Le droit libanais, en l'espèce l'article 58 de la loi du 23 septembre 1946 portant code du travail dans sa teneur modifiée au 31 décembre 1993 et au 24 juillet 1996, dispose qu'hormis le préavis et l'indemnité de licenciement, le contrat de travail à durée déterminée est régi par les dispositions relatives au contrat de travail à durée indéterminée. L'article 50.6 de cette loi prévoit que le contrat de travail à durée indéterminée peut être résilié à tout moment par l'une ou l'autre des parties contractantes sauf à démontrer 'l'exercice abusif ou excessif de ce droit' , et que les dommages-intérêts devant être fixés, selon le même texte, en fonction de 'la nature du travail du salarié, de son âge, de la période de service effectuée, de sa situation familiale et de son état de santé, de l'ampleur du dommage et du degré abusif de l'exercice du droit sous réserve que les dommages-intérêts fixés par le jugement ne soient ni inférieurs à deux mois de salaire ni supérieurs à douze mois de salaire (...).
La lettre de rupture du 10 avril 2013 énonce que le licenciement était notifié pour le motif suivant ' arrêt de la mission vous concernant par le client SGE ' Or, il apparaît à la lecture des pièces que ce motif était inexact. En effet, il est produit, d'une part, le courriel du 5 mars 2013 de Monsieur [J] [K], son supérieur hiérachique, informant la société BMS qu'il convenait de rapatrier le salarié pour des problèmes de santé et, d'autre part, les courriels des 27 février 2013 et 7 mars 2013 d'un autre salarié de la société BMS, Monsieur [V] [G] informant l'employeur à deux reprises de la dégradation très inquiétante de l'état de santé de Monsieur [L]. Le grief tiré d'un comportement violent et agressif du salarié , tel qu'invoqué par la société BMS dans ses écritures réitérées oralement à l'audience, n'est pas sérieusement démontré puisque seul Monsieur [G] en fait état sans donner la moindre circonstance précise tout en ajoutant d'ailleurs que ce comportement était manifestement en lien avec la dégradation de son état de santé. Au demeurant, il n'est nullement démontré qu'un tel comportement aurait été dénoncé par le client SGE à l'employeur avec demande expresse du client de mettre un terme à la mission du salarié. Dans ces conditions, le motif de la rupture allégué par l'employeur à l'exclusion de tout autre motif à la date du 10 avril 2013, est manifestement abusif comme étant inexact.
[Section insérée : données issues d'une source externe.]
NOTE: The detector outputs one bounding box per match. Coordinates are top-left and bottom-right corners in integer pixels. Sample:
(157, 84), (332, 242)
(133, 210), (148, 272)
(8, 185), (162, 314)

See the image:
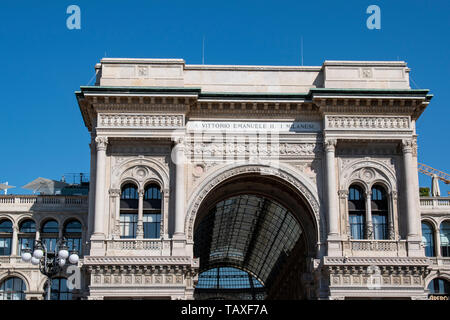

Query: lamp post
(21, 238), (79, 300)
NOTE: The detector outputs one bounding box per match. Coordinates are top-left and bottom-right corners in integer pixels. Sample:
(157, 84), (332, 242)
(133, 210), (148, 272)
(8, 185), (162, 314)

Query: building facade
(1, 59), (449, 300)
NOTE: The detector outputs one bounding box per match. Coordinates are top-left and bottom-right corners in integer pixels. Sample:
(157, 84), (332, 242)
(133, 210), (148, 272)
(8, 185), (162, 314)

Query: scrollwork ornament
(95, 136), (108, 151)
(324, 139), (337, 152)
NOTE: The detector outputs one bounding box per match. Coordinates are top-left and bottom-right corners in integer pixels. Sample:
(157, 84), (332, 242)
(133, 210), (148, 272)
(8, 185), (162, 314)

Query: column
(11, 225), (18, 256)
(87, 136), (97, 238)
(173, 137), (186, 238)
(435, 226), (442, 258)
(137, 189), (144, 239)
(402, 139), (419, 239)
(108, 189), (121, 239)
(324, 139), (339, 239)
(92, 136), (108, 239)
(365, 190), (373, 239)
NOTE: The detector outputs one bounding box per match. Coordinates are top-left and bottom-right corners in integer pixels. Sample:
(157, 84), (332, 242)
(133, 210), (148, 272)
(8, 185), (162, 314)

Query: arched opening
(192, 173), (317, 300)
(120, 183), (139, 239)
(421, 221), (435, 257)
(41, 219), (59, 251)
(427, 278), (450, 297)
(43, 277), (73, 300)
(0, 277), (26, 300)
(64, 219), (82, 255)
(440, 221), (450, 257)
(348, 185), (365, 240)
(0, 219), (13, 256)
(143, 183), (162, 239)
(371, 185), (389, 240)
(18, 219), (36, 256)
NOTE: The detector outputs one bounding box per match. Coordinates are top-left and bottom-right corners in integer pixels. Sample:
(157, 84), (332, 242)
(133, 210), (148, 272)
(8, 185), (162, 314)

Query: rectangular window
(18, 237), (35, 255)
(349, 214), (365, 239)
(373, 214), (388, 240)
(0, 237), (11, 256)
(120, 213), (138, 238)
(143, 213), (161, 239)
(66, 237), (82, 254)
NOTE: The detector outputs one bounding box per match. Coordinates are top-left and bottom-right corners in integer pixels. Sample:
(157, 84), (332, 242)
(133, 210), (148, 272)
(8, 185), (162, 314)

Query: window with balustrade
(371, 185), (389, 240)
(41, 220), (59, 251)
(18, 219), (36, 256)
(64, 220), (82, 255)
(421, 221), (435, 257)
(0, 277), (26, 300)
(0, 219), (13, 256)
(440, 221), (450, 257)
(348, 185), (365, 239)
(143, 184), (161, 239)
(120, 183), (138, 238)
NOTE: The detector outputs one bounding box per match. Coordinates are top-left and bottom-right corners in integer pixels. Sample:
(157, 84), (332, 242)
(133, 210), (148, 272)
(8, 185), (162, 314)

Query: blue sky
(0, 0), (449, 195)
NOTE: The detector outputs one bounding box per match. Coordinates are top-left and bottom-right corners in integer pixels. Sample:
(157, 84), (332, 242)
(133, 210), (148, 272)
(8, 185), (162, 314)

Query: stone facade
(1, 58), (449, 300)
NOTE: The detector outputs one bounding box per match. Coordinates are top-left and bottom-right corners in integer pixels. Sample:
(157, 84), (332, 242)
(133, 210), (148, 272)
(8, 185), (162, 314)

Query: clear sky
(0, 0), (449, 195)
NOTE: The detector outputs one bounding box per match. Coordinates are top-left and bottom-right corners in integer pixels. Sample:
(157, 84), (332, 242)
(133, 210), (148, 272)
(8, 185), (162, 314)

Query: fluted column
(137, 189), (144, 239)
(92, 136), (108, 239)
(402, 139), (419, 239)
(173, 137), (186, 238)
(365, 190), (373, 239)
(324, 139), (339, 239)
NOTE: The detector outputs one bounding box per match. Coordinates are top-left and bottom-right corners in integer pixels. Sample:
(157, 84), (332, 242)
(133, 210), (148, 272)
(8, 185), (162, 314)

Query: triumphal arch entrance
(77, 58), (432, 300)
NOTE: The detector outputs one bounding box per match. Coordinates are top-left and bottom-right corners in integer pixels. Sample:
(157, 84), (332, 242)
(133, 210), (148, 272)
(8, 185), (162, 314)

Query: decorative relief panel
(326, 116), (410, 130)
(98, 113), (184, 128)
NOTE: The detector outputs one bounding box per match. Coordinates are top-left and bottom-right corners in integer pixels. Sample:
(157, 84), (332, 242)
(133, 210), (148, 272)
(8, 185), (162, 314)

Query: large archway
(191, 171), (319, 300)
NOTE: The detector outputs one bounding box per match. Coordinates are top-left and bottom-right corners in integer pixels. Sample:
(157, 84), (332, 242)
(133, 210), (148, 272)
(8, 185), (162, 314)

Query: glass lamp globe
(33, 249), (44, 259)
(58, 258), (66, 267)
(31, 257), (40, 265)
(68, 253), (79, 264)
(21, 251), (32, 262)
(58, 249), (69, 260)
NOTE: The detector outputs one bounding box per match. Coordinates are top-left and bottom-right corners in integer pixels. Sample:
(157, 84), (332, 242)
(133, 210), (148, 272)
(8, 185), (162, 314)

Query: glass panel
(421, 222), (435, 257)
(0, 220), (13, 233)
(64, 221), (82, 233)
(143, 213), (161, 238)
(121, 184), (138, 200)
(440, 221), (450, 257)
(144, 185), (161, 200)
(44, 278), (72, 300)
(0, 237), (12, 256)
(19, 220), (36, 233)
(373, 214), (388, 240)
(66, 237), (82, 253)
(18, 237), (35, 255)
(42, 238), (57, 251)
(0, 277), (26, 300)
(120, 214), (138, 238)
(42, 220), (59, 233)
(349, 214), (365, 239)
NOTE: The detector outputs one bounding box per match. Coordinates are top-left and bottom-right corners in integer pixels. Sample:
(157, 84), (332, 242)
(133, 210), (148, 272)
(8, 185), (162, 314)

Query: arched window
(18, 219), (36, 256)
(43, 278), (72, 300)
(41, 220), (59, 251)
(120, 183), (138, 239)
(0, 277), (26, 300)
(143, 184), (162, 239)
(428, 278), (450, 296)
(348, 185), (365, 239)
(440, 221), (450, 257)
(0, 219), (13, 256)
(64, 220), (82, 255)
(371, 185), (389, 240)
(421, 221), (435, 257)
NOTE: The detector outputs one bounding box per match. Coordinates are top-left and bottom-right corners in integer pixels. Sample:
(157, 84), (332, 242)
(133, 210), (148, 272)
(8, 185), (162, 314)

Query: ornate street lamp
(21, 238), (79, 300)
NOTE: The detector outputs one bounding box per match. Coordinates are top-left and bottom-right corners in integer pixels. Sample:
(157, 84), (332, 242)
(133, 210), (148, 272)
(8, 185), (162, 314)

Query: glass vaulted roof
(194, 194), (302, 285)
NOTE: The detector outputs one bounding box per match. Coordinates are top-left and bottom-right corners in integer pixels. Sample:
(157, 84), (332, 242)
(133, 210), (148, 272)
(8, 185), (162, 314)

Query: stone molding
(326, 115), (410, 130)
(98, 113), (184, 128)
(95, 136), (108, 151)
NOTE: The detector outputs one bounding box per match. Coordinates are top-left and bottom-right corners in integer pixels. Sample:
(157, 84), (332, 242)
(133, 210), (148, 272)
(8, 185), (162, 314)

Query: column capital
(138, 189), (145, 197)
(109, 188), (121, 197)
(172, 136), (185, 145)
(401, 139), (414, 154)
(95, 136), (108, 151)
(324, 139), (337, 152)
(338, 189), (349, 199)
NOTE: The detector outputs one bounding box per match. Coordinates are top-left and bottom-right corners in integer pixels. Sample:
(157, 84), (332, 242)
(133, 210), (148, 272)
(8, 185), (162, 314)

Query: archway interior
(194, 194), (303, 299)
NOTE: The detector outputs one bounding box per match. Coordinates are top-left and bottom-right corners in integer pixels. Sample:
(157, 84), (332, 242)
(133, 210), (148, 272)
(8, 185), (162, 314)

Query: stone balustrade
(343, 240), (407, 257)
(0, 195), (88, 211)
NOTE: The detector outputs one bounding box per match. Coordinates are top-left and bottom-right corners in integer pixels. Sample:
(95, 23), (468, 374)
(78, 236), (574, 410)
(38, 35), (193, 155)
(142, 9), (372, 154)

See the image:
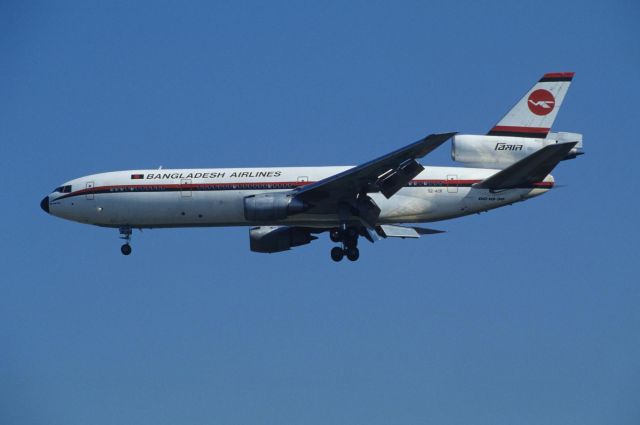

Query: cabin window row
(106, 183), (300, 192)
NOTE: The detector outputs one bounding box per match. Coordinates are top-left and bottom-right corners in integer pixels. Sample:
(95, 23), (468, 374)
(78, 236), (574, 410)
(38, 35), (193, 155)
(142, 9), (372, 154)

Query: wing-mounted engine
(244, 193), (309, 221)
(249, 226), (317, 253)
(451, 132), (583, 169)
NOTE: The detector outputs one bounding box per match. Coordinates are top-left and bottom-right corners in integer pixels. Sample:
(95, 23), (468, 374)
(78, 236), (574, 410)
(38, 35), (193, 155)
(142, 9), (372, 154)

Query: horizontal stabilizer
(377, 224), (445, 239)
(475, 142), (577, 190)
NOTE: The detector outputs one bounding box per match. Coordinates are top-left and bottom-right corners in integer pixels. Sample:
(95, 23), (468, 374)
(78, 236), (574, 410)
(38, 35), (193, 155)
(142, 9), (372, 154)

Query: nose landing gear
(121, 243), (132, 255)
(329, 227), (360, 262)
(119, 227), (132, 256)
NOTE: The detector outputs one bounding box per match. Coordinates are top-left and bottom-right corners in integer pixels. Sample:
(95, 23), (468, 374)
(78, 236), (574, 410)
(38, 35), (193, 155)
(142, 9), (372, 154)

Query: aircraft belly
(462, 188), (540, 214)
(375, 188), (471, 222)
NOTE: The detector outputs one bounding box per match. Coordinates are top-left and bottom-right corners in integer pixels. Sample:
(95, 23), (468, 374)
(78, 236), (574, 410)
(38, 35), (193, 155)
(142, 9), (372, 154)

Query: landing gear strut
(119, 226), (132, 256)
(329, 227), (360, 262)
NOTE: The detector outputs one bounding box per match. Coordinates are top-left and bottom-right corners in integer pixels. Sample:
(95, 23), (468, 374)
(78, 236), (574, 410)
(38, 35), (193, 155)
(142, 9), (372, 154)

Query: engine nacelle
(249, 226), (316, 253)
(548, 132), (584, 159)
(452, 133), (583, 168)
(244, 193), (308, 221)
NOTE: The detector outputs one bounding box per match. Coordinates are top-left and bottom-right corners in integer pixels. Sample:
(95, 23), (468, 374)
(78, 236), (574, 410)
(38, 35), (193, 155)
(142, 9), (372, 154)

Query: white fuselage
(44, 165), (553, 229)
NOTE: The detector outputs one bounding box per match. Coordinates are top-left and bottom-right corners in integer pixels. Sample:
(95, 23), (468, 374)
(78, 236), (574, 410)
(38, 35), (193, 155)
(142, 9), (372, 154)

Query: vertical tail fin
(488, 72), (574, 138)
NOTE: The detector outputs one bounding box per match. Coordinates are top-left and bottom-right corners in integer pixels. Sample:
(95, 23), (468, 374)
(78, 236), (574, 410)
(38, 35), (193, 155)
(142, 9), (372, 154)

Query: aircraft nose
(40, 196), (50, 214)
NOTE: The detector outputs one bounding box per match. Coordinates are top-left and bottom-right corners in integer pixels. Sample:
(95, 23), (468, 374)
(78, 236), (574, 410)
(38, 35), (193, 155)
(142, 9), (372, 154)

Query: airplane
(40, 72), (582, 262)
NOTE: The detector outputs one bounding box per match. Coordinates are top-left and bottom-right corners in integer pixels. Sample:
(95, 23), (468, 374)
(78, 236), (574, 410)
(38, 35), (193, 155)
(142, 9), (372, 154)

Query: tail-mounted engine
(249, 226), (317, 253)
(451, 132), (583, 169)
(244, 193), (309, 221)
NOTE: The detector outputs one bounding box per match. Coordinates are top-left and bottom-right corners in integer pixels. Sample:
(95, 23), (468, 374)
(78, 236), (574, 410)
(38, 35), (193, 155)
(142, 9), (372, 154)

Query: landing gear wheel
(330, 229), (342, 243)
(345, 247), (359, 261)
(331, 246), (344, 262)
(121, 243), (132, 256)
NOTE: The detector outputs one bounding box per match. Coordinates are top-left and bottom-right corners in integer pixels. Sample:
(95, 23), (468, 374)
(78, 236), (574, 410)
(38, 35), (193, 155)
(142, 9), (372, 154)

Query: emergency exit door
(447, 175), (458, 193)
(85, 182), (94, 200)
(181, 179), (192, 197)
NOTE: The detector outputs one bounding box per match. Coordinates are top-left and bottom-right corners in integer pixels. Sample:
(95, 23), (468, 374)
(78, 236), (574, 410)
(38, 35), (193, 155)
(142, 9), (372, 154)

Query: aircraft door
(447, 175), (458, 193)
(86, 181), (95, 200)
(181, 179), (192, 197)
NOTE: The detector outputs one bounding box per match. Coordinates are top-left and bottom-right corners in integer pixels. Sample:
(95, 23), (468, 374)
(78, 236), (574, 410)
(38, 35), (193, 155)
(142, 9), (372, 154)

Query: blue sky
(2, 1), (639, 424)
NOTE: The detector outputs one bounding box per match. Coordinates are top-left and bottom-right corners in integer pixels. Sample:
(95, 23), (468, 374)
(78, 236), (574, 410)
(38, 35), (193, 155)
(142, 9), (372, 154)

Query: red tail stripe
(490, 126), (550, 134)
(542, 72), (575, 79)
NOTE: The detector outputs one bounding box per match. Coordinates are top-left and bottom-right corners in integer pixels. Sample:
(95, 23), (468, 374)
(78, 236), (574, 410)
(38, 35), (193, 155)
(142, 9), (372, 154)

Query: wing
(294, 133), (456, 212)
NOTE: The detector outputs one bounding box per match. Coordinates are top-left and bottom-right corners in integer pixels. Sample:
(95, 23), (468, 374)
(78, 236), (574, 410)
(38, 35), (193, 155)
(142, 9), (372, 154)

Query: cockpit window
(53, 185), (72, 193)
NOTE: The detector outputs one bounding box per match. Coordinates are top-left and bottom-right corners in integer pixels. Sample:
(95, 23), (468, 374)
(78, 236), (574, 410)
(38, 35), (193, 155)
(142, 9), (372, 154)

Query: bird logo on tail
(527, 89), (555, 115)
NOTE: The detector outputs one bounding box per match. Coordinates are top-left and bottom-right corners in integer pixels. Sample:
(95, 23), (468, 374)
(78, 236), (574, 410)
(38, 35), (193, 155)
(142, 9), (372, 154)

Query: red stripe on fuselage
(52, 178), (553, 202)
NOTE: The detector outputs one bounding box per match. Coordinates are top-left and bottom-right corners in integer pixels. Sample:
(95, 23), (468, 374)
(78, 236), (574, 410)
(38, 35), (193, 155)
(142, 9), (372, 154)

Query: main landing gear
(329, 227), (360, 262)
(119, 227), (132, 256)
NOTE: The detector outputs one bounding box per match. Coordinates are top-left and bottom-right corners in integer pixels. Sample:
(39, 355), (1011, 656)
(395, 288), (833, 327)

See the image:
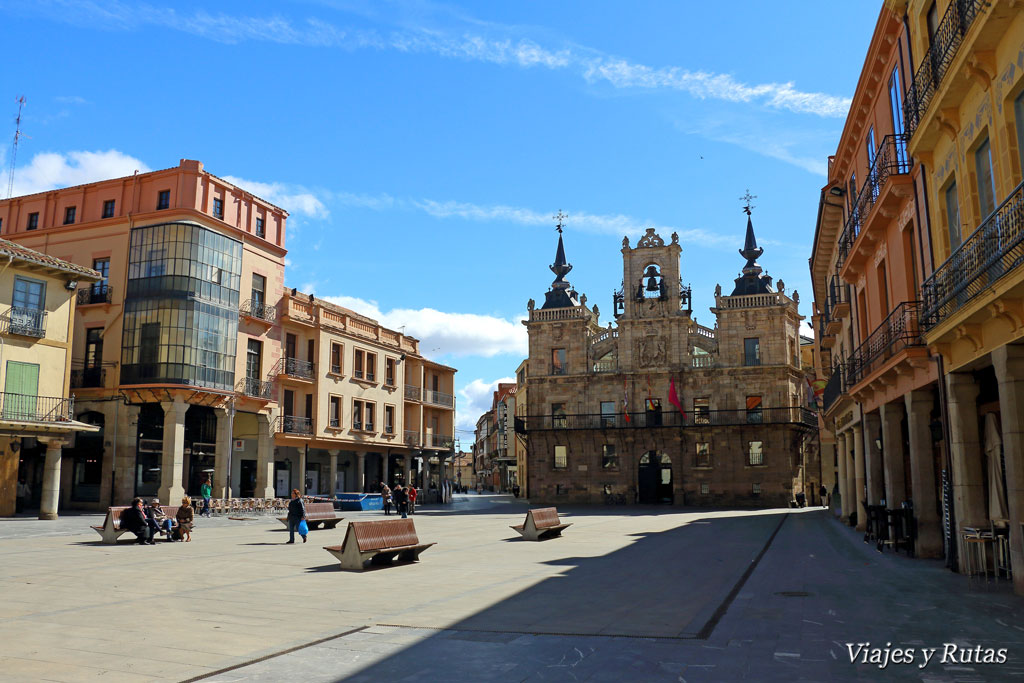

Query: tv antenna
(6, 96), (26, 200)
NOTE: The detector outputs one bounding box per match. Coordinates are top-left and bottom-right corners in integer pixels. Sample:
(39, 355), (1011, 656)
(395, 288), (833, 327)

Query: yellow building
(514, 359), (529, 497)
(0, 240), (101, 518)
(274, 290), (457, 495)
(901, 0), (1024, 588)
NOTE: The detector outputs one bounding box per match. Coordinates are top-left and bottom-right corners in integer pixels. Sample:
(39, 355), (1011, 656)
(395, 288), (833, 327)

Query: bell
(646, 276), (660, 292)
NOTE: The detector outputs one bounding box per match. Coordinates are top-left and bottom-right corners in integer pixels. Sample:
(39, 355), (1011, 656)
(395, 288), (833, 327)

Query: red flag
(668, 377), (687, 420)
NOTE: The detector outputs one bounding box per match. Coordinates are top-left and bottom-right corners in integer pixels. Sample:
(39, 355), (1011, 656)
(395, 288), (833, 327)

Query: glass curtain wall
(121, 222), (242, 390)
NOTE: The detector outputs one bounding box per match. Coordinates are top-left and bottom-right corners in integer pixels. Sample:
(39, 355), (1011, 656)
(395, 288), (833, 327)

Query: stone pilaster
(254, 413), (274, 498)
(906, 389), (941, 558)
(880, 401), (906, 507)
(328, 450), (339, 496)
(114, 404), (140, 503)
(946, 372), (986, 573)
(38, 438), (66, 520)
(214, 407), (233, 500)
(159, 399), (188, 504)
(355, 451), (366, 493)
(837, 430), (849, 522)
(853, 426), (866, 531)
(863, 411), (884, 504)
(993, 345), (1024, 595)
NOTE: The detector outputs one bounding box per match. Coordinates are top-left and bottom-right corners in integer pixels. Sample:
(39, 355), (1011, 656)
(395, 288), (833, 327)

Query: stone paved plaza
(2, 495), (1024, 682)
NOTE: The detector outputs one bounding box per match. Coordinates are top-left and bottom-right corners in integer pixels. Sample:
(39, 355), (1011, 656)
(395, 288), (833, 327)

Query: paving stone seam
(373, 623), (701, 641)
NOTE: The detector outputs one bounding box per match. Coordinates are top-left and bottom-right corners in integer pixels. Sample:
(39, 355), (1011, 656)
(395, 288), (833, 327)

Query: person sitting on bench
(122, 498), (155, 545)
(146, 498), (174, 540)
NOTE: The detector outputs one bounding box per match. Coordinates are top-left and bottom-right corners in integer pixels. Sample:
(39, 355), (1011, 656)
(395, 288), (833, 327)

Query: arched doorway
(638, 451), (673, 504)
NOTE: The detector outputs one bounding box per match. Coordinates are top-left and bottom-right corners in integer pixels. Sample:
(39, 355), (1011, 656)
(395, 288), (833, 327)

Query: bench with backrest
(323, 519), (435, 570)
(277, 501), (343, 530)
(90, 505), (181, 544)
(510, 507), (572, 541)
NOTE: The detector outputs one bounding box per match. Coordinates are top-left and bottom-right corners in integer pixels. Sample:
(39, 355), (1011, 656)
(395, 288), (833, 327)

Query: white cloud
(9, 149), (149, 197)
(35, 1), (850, 118)
(220, 174), (328, 218)
(457, 376), (516, 434)
(54, 95), (88, 105)
(321, 295), (527, 359)
(414, 199), (735, 246)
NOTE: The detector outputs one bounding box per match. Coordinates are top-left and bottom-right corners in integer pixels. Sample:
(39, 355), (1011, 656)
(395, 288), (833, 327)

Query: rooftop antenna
(6, 96), (26, 199)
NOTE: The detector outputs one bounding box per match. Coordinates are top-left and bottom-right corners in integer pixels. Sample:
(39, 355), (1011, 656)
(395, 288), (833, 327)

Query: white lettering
(920, 647), (936, 669)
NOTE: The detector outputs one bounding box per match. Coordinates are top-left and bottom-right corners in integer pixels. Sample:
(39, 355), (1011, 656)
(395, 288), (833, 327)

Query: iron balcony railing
(904, 0), (986, 138)
(521, 406), (816, 431)
(404, 385), (422, 401)
(837, 135), (911, 267)
(272, 357), (314, 380)
(236, 376), (275, 400)
(404, 429), (420, 447)
(847, 301), (924, 387)
(71, 367), (105, 389)
(821, 363), (847, 414)
(2, 306), (47, 338)
(424, 390), (455, 408)
(77, 285), (112, 306)
(424, 433), (455, 449)
(0, 392), (74, 423)
(922, 180), (1024, 330)
(239, 298), (277, 324)
(274, 415), (313, 436)
(827, 275), (848, 314)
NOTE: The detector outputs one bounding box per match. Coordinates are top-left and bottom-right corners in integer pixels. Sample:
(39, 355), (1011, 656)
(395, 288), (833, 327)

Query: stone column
(114, 404), (140, 503)
(254, 413), (274, 498)
(993, 345), (1024, 595)
(906, 389), (942, 558)
(946, 371), (986, 560)
(355, 451), (366, 493)
(863, 411), (884, 504)
(853, 426), (866, 531)
(880, 401), (906, 507)
(159, 399), (187, 504)
(213, 407), (233, 500)
(404, 453), (412, 485)
(298, 445), (307, 495)
(836, 430), (849, 521)
(328, 450), (339, 497)
(38, 438), (66, 520)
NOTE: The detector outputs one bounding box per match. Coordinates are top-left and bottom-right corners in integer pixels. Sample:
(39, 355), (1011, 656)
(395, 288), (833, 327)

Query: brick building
(519, 213), (817, 506)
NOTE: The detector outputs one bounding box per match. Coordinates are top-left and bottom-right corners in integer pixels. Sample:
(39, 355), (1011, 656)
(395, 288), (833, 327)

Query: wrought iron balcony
(274, 415), (312, 435)
(837, 135), (911, 268)
(424, 390), (455, 408)
(424, 433), (455, 449)
(404, 429), (420, 447)
(520, 406), (816, 431)
(922, 180), (1024, 331)
(821, 363), (847, 414)
(1, 306), (47, 338)
(847, 301), (924, 387)
(0, 392), (73, 423)
(404, 385), (422, 401)
(272, 357), (314, 380)
(240, 298), (277, 324)
(236, 376), (275, 400)
(77, 285), (113, 306)
(903, 0), (986, 138)
(71, 367), (105, 389)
Au jour de la rupture, le salarié exerçait un travail de responsabilité , il avait 40 ans comme étant né le [Date naissance 1] 1973, il avait exécuté le quart de la durée du contrat de travail prévue initialement, il était en mauvaise santé comme démontré plus haut. Son salaire mensuel brut était de 5348,36€ outre une prime mensuelle de 1000€ que le droit libanais n' interdit pas de prendre en compte dans le calcul du salaire. Ces éléments ajoutés au caractère particulièrement abusif de la rupture, puisqu'il vient d'être démontré que l'employeur s'était sciemment emparé d'un motif qu'il savait inexact, amènent la cour à indemniser le salarié dans les limites légales ci-dessus et à condamner la société appelante à lui payer la somme de 76180,32€ de sorte que le jugement sera réformé. Le droit libanais ne prévoit aucune indemnité de fin de contrat ou autre indemnité de nature à s'y substituer.
Le contrat ayant stipulé que le salarié était affilié au régime français d'assurance chômage, il y a lieu de condamner, comme demandé, la société appelante à délivrer dans les deux mois de la notification de l'arrêt l'attestation pôle -emploi ainsi que les documents légaux permettant une prise en charge par cet organisme, savoir le certificat de travail et les derniers bulletins de salaire, le tout rectifié et conforme à l'arrêt mais sans qu'une mesure d'astreinte ne soit nécessaire.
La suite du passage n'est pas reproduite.